The US Senate narrowly rejected a bill to authorize TransCanada to build its proposed 830,000 b/d Keystone XL pipeline today.

The Senate voted 59-41 in favor of a measure to enable TransCanada to construct the $5.4bn pipeline to carry heavy Canadian crude to the US midcontinent, where it would link up with an existing network feeding US Gulf coast refineries.

That was short of the 60 votes Democrats and Republicans had agreed would be necessary to pass the bill. Fourteen Democrats and all 45 Republicans voted for the bill.

The Republican-controlled US House of Representatives voted 252-161 in favor of an identical measure on 14 November.

The Senate vote throws the long-debate debate over the project into next year, when Republicans will control both houses of Congress.

Republican leader Mitch McConnell (R-Kentucky) said the Senate under his leadership will take up Keystone XL legislation "early up" next year. After the Republican victories in the 4 November midterm elections, McConnell said Democratic opposition represented what he called a "remarkable stance."

By defeating the bill, the Senate avoided a confrontation with President Barack Obama over the pipeline project. For days, Obama and his White House staff have been voicing opposition to the legislative effort to force approval of the line, while studiously avoiding issuing a formal veto threat.

Since the Keystone XL pipeline crosses the US-Canada border, the State Department must determine whether its construction would be in the US' national interest.
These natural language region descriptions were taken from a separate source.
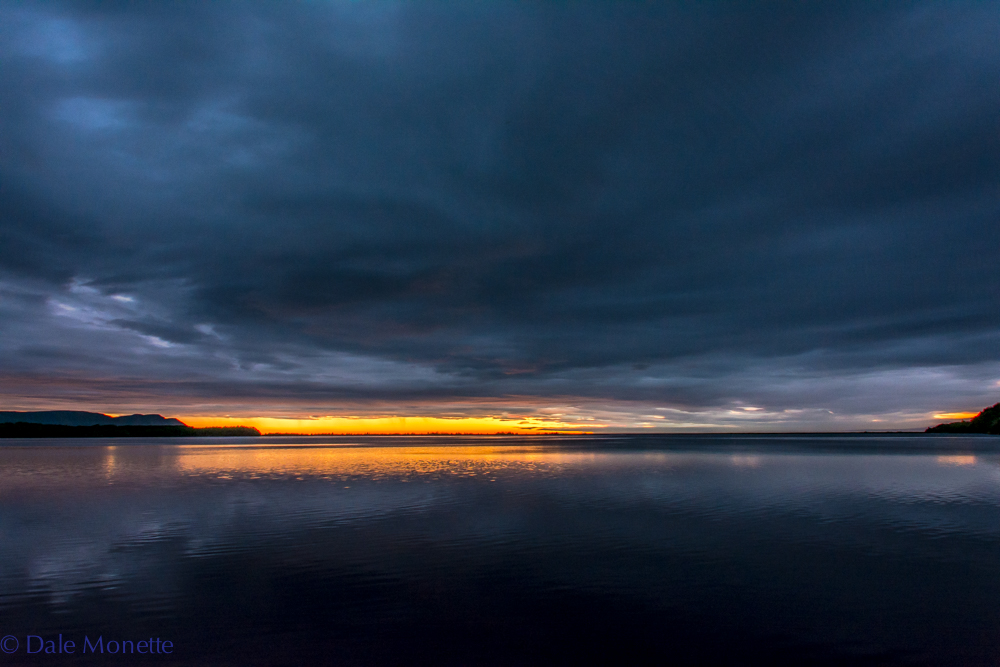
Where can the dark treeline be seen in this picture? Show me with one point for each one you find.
(987, 421)
(29, 430)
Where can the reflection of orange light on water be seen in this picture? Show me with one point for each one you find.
(371, 462)
(389, 425)
(957, 460)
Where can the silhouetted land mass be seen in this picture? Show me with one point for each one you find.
(80, 418)
(987, 421)
(29, 430)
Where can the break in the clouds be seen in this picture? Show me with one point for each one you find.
(778, 216)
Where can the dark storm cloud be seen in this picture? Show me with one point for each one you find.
(694, 205)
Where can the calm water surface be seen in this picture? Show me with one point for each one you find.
(628, 550)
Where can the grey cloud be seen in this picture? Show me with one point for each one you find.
(517, 200)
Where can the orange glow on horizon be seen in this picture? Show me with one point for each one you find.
(956, 415)
(390, 425)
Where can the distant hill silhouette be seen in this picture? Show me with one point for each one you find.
(28, 430)
(78, 424)
(79, 418)
(987, 421)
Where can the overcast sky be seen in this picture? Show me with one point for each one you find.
(752, 216)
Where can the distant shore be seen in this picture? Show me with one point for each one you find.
(31, 430)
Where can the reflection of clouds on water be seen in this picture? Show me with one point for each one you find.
(129, 520)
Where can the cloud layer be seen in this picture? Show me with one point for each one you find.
(341, 208)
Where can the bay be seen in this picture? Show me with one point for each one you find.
(818, 549)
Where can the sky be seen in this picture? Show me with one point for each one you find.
(487, 216)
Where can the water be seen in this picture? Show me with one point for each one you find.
(503, 551)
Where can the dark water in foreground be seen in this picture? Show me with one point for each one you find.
(506, 551)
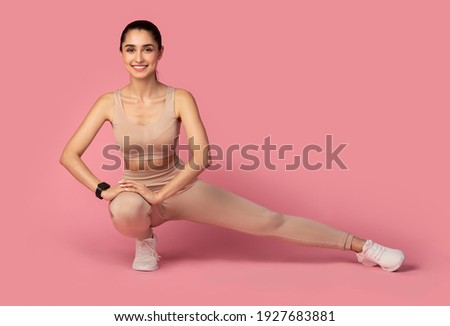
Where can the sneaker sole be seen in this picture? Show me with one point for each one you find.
(145, 269)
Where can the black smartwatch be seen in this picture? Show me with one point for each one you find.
(100, 187)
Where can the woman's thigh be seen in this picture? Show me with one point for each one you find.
(207, 203)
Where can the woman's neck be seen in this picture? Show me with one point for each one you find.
(143, 88)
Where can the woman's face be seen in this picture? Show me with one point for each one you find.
(140, 53)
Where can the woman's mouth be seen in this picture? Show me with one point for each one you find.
(139, 68)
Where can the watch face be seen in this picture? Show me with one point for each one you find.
(103, 185)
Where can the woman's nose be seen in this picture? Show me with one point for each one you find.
(139, 56)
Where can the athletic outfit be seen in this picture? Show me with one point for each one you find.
(199, 201)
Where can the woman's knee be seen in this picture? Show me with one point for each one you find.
(270, 223)
(130, 209)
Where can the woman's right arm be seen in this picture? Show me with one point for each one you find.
(80, 141)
But pipeline proponents have grown frustrated with a review process that has dragged on for more than six years.

The American Petroleum Institute (API), which has lobbied hard for passage of the bill, called the vote "politics as usual."

API president Jack Gerard said that the Keystone XL pipeline will have 63 votes to win passage once Republicans take control of the Senate in January. "It is clear now the votes are there, and the president will have to deal with this," he said.

Obama, speaking at the G20 meeting in Brisbane, Australia, on 16 November, said he wanted that process to play out without Congress intervening.

But Obama made clear he does not take seriously the argument the pipeline would supply crude to US refineries along the Gulf coast. "One major determinant of whether we should approve a pipeline shipping Canadian oil to world markets – not to the US – is does it contribute to the greenhouse gases that are causing climate change," he said.

TransCanada chief executive Russ Girling said the regulatory process "has been hijacked by those who believe if they can delay or prevent the Keystone XL pipeline, oil production and refining will be controlled and global GHG emissions will be reduced." He called that belief "naïve, inaccurate and unrealistic."

US independent refiner PBF Energy chief executive Tom O'Malley questioned the project's significance in today's price environment. "Frankly, I do not think it matters anymore," O'Malley said at a conference in Houston today. "At $60/bl Canadian crude, you don't need the XL pipeline." PBF processes Canadian heavy crude, but the oil is delivered to its east coast refinery by rail.

The legislation would have deemed all environmental reviews completed. And it would have allowed TransCanada to proceed with the project, even if a challenge to the pipeline in Nebraska state court forces the company to reroute the line.

Pipeline opponents in Nebraska have challenged the constitutionality of a 2012 statute that bypassed the Nebraska Public Service Commission and enabled governor Dave Heineman (R) to approve TransCanada's proposed pipeline route. Nebraska's state supreme court is expected to rule on that case early next year.

The Senate vote was a blow to Senate Energy and Natural Resources Committee chair Mary Landrieu (D-Louisiana), who is in a fight for her political life.

Landrieu, who pushed successfully for the lame-duck Senate to hold a vote on the Keystone XL bill, will face representative Bill Cassidy (R-Louisiana) in a runoff election for her seat on 6 December. And she has been touting her clout as chair of Senate Energy to try to persuade voters to return her to office.

Environmental groups hailed the vote. Environment America said "we know this is not the last time the Senate will attempt do the bidding of Big Oil" and called on Obama to veto any bill that might come to his desk next year.